The TOC contents of the untreated shale samples were 3.42% (SLraw) and 5.78% (XDraw) (Table 1), indicating that both are organic-rich shale (Jarvie et al., 2007). The extracted shale samples, SLext and XDext, had TOC contents of 3.09% and 5.07%, respectively. The TOC contents of the wet chemical oxidized shale samples, SL3 and XD3, are 1.57% and 1.86%, respectively.

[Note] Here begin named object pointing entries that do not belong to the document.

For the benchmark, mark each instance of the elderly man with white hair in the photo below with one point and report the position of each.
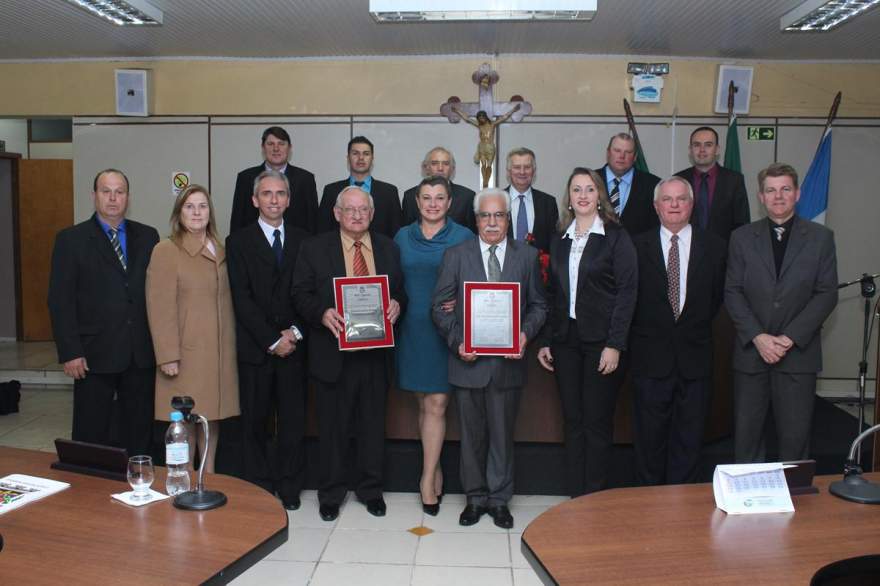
(487, 388)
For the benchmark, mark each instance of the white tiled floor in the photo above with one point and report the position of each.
(357, 548)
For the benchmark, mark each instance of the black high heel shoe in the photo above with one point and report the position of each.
(432, 510)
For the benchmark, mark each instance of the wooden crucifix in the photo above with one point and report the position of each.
(485, 114)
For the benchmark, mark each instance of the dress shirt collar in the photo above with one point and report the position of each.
(269, 230)
(625, 178)
(348, 241)
(598, 227)
(684, 235)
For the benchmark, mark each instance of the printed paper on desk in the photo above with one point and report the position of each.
(742, 489)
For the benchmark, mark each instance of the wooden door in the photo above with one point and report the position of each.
(45, 206)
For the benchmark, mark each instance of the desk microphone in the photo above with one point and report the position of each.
(855, 487)
(198, 499)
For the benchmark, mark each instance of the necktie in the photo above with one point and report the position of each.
(673, 275)
(522, 219)
(494, 265)
(703, 202)
(614, 196)
(359, 263)
(117, 247)
(276, 246)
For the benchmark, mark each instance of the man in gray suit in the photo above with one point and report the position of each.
(487, 388)
(781, 286)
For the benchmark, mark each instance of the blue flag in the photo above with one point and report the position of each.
(814, 190)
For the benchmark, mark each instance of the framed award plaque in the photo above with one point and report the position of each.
(491, 318)
(363, 302)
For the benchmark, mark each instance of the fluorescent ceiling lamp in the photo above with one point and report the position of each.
(123, 12)
(823, 15)
(452, 10)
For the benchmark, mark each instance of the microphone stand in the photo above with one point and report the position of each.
(868, 290)
(854, 487)
(198, 499)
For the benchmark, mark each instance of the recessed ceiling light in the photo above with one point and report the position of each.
(123, 12)
(823, 15)
(456, 10)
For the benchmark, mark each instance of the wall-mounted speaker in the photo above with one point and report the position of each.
(742, 82)
(132, 92)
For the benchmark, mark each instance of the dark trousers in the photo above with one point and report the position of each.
(274, 388)
(127, 395)
(353, 405)
(669, 416)
(792, 396)
(588, 401)
(487, 416)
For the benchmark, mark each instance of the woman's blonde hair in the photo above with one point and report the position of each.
(177, 227)
(604, 208)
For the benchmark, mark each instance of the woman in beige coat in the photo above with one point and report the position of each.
(190, 312)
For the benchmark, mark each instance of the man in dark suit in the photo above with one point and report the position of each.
(781, 286)
(721, 204)
(99, 318)
(630, 191)
(487, 388)
(387, 216)
(534, 214)
(303, 210)
(260, 260)
(681, 287)
(440, 162)
(350, 386)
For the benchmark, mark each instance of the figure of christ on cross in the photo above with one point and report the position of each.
(485, 155)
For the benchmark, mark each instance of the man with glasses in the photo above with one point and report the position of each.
(350, 386)
(487, 388)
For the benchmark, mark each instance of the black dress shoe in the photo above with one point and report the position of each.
(329, 512)
(502, 517)
(376, 506)
(471, 515)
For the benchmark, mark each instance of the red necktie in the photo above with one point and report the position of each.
(359, 263)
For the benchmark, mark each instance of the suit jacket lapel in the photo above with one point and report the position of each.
(796, 241)
(697, 252)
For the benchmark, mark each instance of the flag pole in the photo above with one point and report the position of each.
(731, 90)
(832, 114)
(632, 126)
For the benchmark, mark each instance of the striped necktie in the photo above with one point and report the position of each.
(117, 247)
(359, 263)
(614, 196)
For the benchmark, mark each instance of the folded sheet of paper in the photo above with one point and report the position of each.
(128, 498)
(751, 488)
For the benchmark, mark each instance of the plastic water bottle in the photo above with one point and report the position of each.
(176, 456)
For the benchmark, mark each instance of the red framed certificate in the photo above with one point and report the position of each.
(491, 318)
(363, 303)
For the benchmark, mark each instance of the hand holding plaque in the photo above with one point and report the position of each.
(363, 303)
(491, 319)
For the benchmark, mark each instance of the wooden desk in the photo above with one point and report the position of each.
(675, 535)
(82, 536)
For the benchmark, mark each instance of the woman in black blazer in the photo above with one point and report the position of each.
(585, 336)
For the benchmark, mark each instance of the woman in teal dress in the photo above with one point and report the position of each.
(421, 352)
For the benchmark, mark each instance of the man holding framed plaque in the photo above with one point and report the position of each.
(499, 306)
(348, 286)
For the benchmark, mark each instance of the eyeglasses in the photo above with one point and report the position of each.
(349, 212)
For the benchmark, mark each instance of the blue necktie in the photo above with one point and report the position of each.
(522, 220)
(276, 246)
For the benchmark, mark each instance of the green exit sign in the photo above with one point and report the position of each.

Sample | TOC (%) | R2 | 2am (mmol/g) | Pore volume (cm3/g) | Specific surface area (m2/g) | |||
Micropore | Mesopore | Micropore | Mesopore | |||||
SLraw | 3.42 | 1.718 1 | 1.593 | 0.002 12 | 0.004 41 | 7.196 75 | 1.500 73 | |
SLext | 3.09 | 1.746 9 | 1.551 | 0.002 09 | 0.004 74 | 7.121 05 | 1.625 93 | |
SLoxi | 1.57 | 8.380 7 | 0.799 | 0.000 65 | 0.005 16 | 2.262 00 | 1.655 49 | |
XDraw | 5.78 | 2.010 4 | 4.317 | 0.006 24 | 0.021 84 | 20.741 50 | 12.528 80 | |
XDext | 5.07 | 2.031 5 | 4.373 | 0.006 32 | 0.024 01 | 20.691 50 | 12.549 36 | |
XDoxi | 1.86 | 2.768 5 | 1.734 | 0.002 13 | 0.012 65 | 7.218 07 | 4.126 93 | |
R2 is multiple correlation coefficient; 2am is maximum adsorption amount. |
The FTIR spectra were peak fitted and attributed using the Origin 7.5 software, and the spectra can be divided into four ranges: 700–900 cm-1 (aromatic structure range), 1 000–1 800 cm-1 (oxygen-containing functional groups range), 2 800–3 000 cm-1 (fatty functional groups range), and 3 000–3 600 cm-1 (hydroxy functional group range) (Hao et al., 2020).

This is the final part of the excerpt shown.